Doktor yürüyemeyeceğimi söyledi, ama burada karşınızdayım. Ama, sosyal medya ile büyüseydim, burada olabileceğimi düşünmüyorum. Umarım birlikte günlük hayattaki engelliler için daha pozitif bir imaj yaratabiliriz. Belki daha fazla pozitif imaj olursa internette daha az nefret olur. Belki de olmaz. Belki de bir çocuğu eğitmek için
My crooked journey has taken me to some very spectacular places. I got to walk the red carpet flanked by soap diva Susan Lucci and the iconic Loreen Arbus. I got to act in a movie with Adam Sandler and work with my idol, the amazing Dave Matthews. I toured the world as a headliner on Arabs Gone Wild. I was a delegate representing the great state of New Jersey at the 2008 DNC. And I founded Maysoon's Kids, a charity that hopes to give Palestinian refugee children a sliver of the chance my parents gave me. But the one moment that stands out the most was when I got -- before this moment --
hala bir köy gerekiyor. Sallantılı yolculuğum beni bazı inanılmaz yerlere götürdü. Pembe dizi yıldızı Susan Lucci ve ikonik Lorraine Arbus ile kırmızı halıda yürüdüm. Adam Sandler'la bir filmde oynadım ve idolüm muhteşem Dave Matthews'la çalıştım. Arabs Gone Wild (Çıldırmış Araplar)'ın başı olarak dünyayı turladım. 2008 Ulusal Demokratlar Kongresi'nde New Jersey eyaletini temsil ettim. Ve Maysoon'un Çocukları'nı kurdum, Filistinli göçmen çocuklara benim ailemin bana verdiği şansın birazcığını verebilmeyi amaçlayan bir hayır kurumu. Ama şimdiye kadar en öne çıkan an --bundan önce--
(Laughter)
(Gülüşmeler)(Alkış) --
(Applause)
But the one moment that stands out the most was when I got to perform for the man who floats like a butterfly and stings like a bee, has Parkinson's and shakes just like me, Muhammad Ali.

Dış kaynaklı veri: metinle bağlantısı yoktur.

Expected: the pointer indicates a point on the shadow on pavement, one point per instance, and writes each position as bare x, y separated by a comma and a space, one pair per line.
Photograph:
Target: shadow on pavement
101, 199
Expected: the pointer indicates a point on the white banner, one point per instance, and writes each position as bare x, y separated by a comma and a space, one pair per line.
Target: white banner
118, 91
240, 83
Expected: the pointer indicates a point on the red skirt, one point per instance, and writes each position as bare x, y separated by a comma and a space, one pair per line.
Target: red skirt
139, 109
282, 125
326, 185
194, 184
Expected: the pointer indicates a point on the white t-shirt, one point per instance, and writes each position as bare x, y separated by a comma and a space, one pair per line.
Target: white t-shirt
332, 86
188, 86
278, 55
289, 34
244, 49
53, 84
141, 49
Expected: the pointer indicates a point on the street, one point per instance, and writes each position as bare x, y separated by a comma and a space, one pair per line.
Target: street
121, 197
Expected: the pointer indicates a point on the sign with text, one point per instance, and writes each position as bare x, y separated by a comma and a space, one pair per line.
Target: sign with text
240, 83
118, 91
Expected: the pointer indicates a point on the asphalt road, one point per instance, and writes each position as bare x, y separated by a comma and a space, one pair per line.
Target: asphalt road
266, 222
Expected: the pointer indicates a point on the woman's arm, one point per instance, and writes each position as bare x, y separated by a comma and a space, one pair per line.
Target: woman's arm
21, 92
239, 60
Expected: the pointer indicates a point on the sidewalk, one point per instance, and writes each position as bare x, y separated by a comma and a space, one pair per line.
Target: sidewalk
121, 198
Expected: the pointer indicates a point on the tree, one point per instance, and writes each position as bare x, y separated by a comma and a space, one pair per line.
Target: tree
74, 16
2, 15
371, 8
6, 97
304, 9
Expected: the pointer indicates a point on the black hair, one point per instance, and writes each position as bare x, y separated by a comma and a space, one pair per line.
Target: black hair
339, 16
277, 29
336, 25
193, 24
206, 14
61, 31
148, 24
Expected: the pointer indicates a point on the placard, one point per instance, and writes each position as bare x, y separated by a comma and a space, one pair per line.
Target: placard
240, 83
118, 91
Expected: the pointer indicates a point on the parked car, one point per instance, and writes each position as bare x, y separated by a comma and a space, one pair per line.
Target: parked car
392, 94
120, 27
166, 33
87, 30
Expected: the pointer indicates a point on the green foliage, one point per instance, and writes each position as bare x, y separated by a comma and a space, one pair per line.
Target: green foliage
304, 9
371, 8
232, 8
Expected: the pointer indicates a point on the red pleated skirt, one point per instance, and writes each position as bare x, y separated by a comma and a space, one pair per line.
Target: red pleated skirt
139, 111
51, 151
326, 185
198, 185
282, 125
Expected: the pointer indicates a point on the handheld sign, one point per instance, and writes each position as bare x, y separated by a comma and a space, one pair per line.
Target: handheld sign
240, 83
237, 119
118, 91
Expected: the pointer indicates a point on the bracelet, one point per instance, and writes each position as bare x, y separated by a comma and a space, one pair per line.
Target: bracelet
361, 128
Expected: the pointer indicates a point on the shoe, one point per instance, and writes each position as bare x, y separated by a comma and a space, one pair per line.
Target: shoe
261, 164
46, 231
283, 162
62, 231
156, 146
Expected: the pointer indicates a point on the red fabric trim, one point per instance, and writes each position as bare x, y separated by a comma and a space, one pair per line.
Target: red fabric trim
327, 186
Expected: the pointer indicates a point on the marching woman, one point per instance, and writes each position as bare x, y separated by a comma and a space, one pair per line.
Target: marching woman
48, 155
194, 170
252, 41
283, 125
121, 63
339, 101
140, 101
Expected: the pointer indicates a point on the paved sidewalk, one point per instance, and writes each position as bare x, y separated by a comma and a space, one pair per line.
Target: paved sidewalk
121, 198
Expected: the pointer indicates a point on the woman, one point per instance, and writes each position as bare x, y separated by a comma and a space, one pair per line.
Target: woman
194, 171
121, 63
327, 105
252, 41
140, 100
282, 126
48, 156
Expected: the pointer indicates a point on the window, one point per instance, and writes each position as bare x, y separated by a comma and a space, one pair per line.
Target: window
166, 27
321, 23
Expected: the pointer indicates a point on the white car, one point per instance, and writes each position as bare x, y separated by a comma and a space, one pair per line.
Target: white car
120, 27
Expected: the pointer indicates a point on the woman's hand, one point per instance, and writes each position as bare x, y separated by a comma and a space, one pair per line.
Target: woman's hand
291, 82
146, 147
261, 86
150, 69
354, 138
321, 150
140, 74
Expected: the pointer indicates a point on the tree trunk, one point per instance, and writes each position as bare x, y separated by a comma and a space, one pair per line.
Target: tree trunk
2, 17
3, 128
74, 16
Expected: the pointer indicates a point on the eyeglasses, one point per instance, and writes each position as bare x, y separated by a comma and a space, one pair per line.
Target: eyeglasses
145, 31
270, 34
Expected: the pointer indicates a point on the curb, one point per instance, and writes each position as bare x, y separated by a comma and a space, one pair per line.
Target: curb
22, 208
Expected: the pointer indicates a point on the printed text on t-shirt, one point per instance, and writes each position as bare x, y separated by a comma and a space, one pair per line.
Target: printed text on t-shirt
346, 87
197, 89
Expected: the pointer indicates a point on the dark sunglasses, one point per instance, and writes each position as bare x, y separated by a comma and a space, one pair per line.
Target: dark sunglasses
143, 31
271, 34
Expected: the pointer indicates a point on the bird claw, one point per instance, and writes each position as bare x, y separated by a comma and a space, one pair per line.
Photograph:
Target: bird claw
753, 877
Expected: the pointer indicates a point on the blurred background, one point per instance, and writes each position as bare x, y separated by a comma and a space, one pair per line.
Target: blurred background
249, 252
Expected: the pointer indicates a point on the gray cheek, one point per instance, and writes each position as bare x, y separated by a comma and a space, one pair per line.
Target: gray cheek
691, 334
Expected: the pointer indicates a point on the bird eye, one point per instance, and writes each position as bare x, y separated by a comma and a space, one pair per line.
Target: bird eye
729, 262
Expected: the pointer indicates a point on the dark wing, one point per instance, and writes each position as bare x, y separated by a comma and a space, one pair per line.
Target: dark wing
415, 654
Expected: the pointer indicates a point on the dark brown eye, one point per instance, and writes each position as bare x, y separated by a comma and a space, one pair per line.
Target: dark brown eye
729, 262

ama en öne çıkan an bir kelebek gibi uçan bir arı gibi sokan Parkinson hastalığına sahip ve tıpkı beim gibi titreyen Muhammet Ali'nin karşısında sahne almam oldu.
(Applause)
(Alkış)
(Applause ends)
Babanım beni canlı olarak
It was the only time that my father ever saw me perform live, and I dedicate this talk to his memory.
sahnede gördüğü tek zamandı ve bunu ona adıyorum.
(Arabic) Allah yerhamak yaba.
(Arapça) Rahmetler içinde uyu babacığım.
(English) My name is Maysoon Zayid, and if I can can, you can can.
Benim adım Maysoon Zayid ve ben bilirsem yapabildigimi, siz de yapabilirsiniz bilirsiniz.